# How to replace rear license plate lightbulb.



## mkwl (Jan 21, 2005)

How is it done- it's the bulb that shines on the plate at night- one of mine is out...

Thanks,
Matt


----------



## B&B (Nov 4, 2006)

Reach up behind the bumper and grasp the bulb socket, give it a 1/4 turn counterclockwise to release it from the light housing and simply pull it out. You'll need a #194 for a replacement bulb.

Congrats on an easy one this time Matt.


----------



## mkwl (Jan 21, 2005)

B&B;943587 said:


> Reach up behind the bumper and grasp the bulb socket, give it a 1/4 turn counterclockwise to release it from the light housing and simply pull it out. You'll need a #194 for a replacement bulb.
> 
> Congrats on an easy one this time Matt.
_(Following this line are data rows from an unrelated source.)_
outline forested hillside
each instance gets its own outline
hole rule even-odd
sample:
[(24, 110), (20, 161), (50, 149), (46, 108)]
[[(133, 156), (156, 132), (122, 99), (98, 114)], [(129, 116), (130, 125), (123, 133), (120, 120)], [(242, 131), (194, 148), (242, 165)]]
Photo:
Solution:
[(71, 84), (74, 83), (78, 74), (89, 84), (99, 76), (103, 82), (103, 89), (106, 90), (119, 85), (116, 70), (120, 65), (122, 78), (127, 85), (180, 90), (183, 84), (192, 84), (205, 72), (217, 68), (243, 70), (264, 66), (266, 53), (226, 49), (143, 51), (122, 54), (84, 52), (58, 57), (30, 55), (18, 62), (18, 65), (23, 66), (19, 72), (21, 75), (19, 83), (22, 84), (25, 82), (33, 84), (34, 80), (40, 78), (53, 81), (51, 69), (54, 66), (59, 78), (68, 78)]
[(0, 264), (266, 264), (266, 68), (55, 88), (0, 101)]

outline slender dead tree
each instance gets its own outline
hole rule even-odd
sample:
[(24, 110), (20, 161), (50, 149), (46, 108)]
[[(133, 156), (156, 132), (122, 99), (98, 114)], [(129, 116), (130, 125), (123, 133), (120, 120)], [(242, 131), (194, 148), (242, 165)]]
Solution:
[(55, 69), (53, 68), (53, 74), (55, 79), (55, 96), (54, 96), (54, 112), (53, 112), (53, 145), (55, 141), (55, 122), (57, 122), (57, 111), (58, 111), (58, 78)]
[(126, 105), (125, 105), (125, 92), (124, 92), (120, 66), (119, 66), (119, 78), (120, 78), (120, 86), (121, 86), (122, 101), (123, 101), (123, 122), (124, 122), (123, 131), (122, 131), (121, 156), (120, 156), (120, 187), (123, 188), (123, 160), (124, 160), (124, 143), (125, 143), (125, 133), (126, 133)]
Thanks- easy ones are always good


----------



## Detroitdan (Aug 15, 2005)

Don't listen to him, he's wrong. What you need to do is jack the rear end of the truck up until the rear wheels are clear of the ground. Don't forget to chock the front wheels! Unbolt all the bumper brackets where they attach to the frame. Unplug the plate light wire from the harness, there should be a weather pack connector someplace. If not, you'll have to cut it and splice it later with a heat shrink connector. Carefully remove rear bumper, it helps to have an extra pair of hands. Carry it over to your workbench if you have one, if not, set it on the ground gently on some cardboard. Grasp the bulb socket, give it a quarter turn counterclockwise to release it from the light housing and simply pull it out. You'll probably need a #194 for a replacement bulb, but it may be different. Install the new bulb by pushing it in and turning it 1/4 turn clockwise. Have your assistant help you raise the bumper and hold it in place while you get the bumper bracket bolts started. Snug them all up but leave them loose enough that you can still adjust the alignment so the bumper is straight, then tighten them all down in reverse sequence. Lastly, plug in the plate light wire to the harness, or splice if needed. Little hint, what I always do is hook up the wire and test the light before tightening the bumper bracket bolts, just in case it's not the bulb, and you have to take the whole bumper down again. Once it's working, let it down off the jack and take it for a short test drive with the lights on, jack it up and recheck all bolts for tightness.


----------



## nrplowguy (Apr 15, 2008)

detroitdan;945672 said:


> don't listen to him, he's wrong. What you need to do is jack the rear end of the truck up until the rear wheels are clear of the ground. Don't forget to chock the front wheels! Unbolt all the bumper brackets where they attach to the frame. Unplug the plate light wire from the harness, there should be a weather pack connector someplace. If not, you'll have to cut it and splice it later with a heat shrink connector. Carefully remove rear bumper, it helps to have an extra pair of hands. Carry it over to your workbench if you have one, if not, set it on the ground gently on some cardboard. Grasp the bulb socket, give it a quarter turn counterclockwise to release it from the light housing and simply pull it out. You'll probably need a #194 for a replacement bulb, but it may be different. Install the new bulb by pushing it in and turning it 1/4 turn clockwise. Have your assistant help you raise the bumper and hold it in place while you get the bumper bracket bolts started. Snug them all up but leave them loose enough that you can still adjust the alignment so the bumper is straight, then tighten them all down in reverse sequence. Lastly, plug in the plate light wire to the harness, or splice if needed. Little hint, what i always do is hook up the wire and test the light before tightening the bumper bracket bolts, just in case it's not the bulb, and you have to take the whole bumper down again. Once it's working, let it down off the jack and take it for a short test drive with the lights on, jack it up and recheck all bolts for tightness.


now that's the way to make it complicated good job dan!!!!! Lmao


----------



## mkwl (Jan 21, 2005)

nrplowguy;945774 said:


> now that's the way to make it complicated good job dan!!!!! Lmao


For sure! :laughing:


----------